You state that you will "include a polynomial term Var1*Var1) to account for any curvature". There is a confusion here; polynomial terms can help us account for curvature, but this is an interaction term--it will not help us in this way. Nonetheless, your response rates require us to include both squared terms and interaction terms in our model. Specifically, your model will need to include: $var1^2$, $var1*var2$, and $var1^2*var2$, beyond the basic terms.
- Although written in the context of a different question, my answer here: Difference between logit and probit models has a lot of basic information about these types of models.
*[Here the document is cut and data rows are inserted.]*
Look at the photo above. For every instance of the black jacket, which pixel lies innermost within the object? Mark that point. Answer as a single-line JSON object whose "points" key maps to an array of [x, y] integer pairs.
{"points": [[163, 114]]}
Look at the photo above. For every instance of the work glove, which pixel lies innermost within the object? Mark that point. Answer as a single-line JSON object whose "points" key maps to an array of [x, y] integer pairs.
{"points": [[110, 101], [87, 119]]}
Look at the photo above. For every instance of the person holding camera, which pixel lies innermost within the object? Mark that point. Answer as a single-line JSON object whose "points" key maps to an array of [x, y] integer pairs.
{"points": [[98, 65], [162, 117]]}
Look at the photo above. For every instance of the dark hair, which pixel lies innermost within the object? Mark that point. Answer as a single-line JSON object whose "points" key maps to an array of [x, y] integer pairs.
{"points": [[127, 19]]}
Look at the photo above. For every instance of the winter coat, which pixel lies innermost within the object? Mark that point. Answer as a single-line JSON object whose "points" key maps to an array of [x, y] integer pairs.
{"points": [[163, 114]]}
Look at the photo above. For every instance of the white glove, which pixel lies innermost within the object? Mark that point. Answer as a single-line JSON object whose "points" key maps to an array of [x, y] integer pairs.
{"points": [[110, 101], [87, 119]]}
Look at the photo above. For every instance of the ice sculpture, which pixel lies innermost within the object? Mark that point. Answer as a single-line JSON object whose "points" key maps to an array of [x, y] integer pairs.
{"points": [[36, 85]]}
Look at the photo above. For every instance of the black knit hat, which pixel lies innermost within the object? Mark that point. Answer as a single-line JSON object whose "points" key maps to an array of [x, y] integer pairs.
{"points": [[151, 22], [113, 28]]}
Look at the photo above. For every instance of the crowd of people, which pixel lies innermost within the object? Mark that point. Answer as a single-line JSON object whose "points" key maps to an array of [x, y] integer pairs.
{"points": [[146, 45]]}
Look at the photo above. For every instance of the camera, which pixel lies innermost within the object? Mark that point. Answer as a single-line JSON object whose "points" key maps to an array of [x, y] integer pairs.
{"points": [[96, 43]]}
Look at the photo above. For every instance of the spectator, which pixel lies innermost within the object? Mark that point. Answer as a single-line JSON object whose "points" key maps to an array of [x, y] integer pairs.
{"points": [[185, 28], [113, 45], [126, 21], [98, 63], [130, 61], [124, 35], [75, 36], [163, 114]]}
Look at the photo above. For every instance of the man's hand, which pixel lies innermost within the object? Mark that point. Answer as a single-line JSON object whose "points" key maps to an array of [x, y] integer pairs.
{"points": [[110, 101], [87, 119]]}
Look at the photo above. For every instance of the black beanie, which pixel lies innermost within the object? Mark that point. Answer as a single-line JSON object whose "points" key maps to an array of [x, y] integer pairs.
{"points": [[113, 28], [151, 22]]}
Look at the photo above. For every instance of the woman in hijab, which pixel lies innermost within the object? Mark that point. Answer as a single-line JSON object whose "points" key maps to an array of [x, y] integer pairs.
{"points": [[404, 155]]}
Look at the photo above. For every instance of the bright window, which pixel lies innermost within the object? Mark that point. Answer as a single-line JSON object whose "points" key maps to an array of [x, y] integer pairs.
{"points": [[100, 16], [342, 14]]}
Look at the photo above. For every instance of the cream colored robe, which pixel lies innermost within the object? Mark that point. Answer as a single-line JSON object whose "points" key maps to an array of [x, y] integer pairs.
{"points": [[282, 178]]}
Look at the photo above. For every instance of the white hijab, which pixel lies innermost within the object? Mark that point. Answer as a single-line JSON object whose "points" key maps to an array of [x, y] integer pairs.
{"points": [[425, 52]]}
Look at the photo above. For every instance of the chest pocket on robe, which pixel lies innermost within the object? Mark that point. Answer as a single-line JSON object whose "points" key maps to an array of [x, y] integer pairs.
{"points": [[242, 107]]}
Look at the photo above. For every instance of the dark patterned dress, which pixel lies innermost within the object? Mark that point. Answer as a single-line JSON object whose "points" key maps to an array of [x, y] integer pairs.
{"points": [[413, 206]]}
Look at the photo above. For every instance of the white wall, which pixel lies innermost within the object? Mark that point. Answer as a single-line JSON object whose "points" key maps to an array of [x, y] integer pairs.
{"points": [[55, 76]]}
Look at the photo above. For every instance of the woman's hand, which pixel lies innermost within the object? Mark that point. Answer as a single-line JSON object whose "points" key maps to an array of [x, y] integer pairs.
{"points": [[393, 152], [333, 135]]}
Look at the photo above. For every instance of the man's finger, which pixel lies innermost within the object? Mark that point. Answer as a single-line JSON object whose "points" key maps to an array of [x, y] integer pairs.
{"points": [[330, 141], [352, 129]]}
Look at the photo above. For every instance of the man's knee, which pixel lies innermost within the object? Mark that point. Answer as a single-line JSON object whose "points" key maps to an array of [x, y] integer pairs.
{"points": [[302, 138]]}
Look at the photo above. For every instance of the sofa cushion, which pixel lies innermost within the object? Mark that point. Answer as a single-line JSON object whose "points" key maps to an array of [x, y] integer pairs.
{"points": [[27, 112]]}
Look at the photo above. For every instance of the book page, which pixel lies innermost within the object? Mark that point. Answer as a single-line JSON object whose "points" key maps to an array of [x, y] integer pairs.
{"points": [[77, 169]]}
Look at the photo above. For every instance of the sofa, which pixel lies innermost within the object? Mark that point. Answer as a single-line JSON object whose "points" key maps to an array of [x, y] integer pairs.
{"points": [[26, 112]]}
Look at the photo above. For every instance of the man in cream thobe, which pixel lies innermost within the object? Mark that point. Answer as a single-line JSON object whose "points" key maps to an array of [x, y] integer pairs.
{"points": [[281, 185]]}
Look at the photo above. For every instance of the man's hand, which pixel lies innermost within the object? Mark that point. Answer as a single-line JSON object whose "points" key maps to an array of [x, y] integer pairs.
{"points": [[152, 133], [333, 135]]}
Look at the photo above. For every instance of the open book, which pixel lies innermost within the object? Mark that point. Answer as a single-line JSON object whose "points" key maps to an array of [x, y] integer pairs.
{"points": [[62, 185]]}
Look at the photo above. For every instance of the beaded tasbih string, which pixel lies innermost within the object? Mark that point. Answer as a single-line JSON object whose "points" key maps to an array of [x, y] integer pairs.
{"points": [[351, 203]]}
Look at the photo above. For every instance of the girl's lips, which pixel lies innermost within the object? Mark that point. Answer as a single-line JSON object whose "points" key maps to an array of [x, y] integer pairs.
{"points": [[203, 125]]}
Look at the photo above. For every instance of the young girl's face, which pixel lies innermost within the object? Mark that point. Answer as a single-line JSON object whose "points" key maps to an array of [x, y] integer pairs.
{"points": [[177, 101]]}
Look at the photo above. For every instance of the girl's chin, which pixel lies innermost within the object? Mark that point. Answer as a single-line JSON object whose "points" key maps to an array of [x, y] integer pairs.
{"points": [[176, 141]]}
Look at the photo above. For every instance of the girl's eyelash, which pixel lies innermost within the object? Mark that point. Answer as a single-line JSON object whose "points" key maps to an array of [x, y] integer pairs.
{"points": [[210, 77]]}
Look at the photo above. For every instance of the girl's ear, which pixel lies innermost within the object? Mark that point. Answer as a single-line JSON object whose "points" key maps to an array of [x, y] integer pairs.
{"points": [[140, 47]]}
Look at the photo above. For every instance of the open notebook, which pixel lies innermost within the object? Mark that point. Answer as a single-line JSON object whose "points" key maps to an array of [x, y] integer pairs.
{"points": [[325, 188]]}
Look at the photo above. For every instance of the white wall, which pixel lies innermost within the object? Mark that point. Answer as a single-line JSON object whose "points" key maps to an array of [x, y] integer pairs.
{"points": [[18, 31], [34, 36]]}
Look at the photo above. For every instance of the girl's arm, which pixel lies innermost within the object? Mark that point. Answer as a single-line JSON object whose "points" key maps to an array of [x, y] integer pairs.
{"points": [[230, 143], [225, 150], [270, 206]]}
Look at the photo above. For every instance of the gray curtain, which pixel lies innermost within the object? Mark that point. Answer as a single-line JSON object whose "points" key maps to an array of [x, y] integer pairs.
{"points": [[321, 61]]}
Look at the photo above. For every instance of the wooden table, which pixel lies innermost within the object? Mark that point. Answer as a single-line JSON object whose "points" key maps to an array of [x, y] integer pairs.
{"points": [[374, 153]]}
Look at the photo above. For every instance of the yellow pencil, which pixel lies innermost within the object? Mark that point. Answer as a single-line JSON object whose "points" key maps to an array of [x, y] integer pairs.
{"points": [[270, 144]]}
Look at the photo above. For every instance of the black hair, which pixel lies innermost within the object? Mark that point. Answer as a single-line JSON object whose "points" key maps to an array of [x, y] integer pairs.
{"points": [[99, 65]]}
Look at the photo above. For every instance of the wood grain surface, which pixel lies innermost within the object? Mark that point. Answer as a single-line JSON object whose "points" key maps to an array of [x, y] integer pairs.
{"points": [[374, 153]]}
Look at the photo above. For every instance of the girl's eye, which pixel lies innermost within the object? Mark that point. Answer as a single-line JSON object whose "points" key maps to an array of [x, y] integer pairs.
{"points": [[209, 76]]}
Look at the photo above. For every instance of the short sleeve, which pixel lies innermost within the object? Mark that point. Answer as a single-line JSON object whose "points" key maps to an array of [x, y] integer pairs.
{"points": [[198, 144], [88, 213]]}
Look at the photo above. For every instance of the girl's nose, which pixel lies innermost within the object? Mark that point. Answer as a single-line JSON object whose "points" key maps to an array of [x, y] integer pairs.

Just as there are different kinds of Type I error rates when there are multiple hypotheses (e.g., per-contrast error rate, familywise error rate, & per-family error rate), so are there different kinds of power* (e.g., for a single pre-specified effect, for any effect, & for all effects). You could also seek for the power to detect a specific combination of effects, or for the power of a simultaneous test of the model as a whole. My guess from your description of your SAS code is that it is looking for the latter. However, from your description of your situation, I am assuming you want to detect the interaction effects at a minimum.
- *reference: Maxwell, S.E. (2004). The persistence of underpowered studies in psychological research: causes, consequences, and remedies. Psychological Methods, 9, 2, pp. 147-163.
- your effects are quite small (not to be confused with the low response rates), so we will find it difficult to achieve good power.
- Note that, although these all sound fairly similar, they are very much not the same (e.g., it is very possible to get a significant model with no significant effects--discussed here: How can a regression be significant yet all predictors be non-significant?, or significant effects but where the model is not significant--discussed here: Significance of coefficients in linear regression: significant t-test vs non-significant F-statistic), which will be illustrated below.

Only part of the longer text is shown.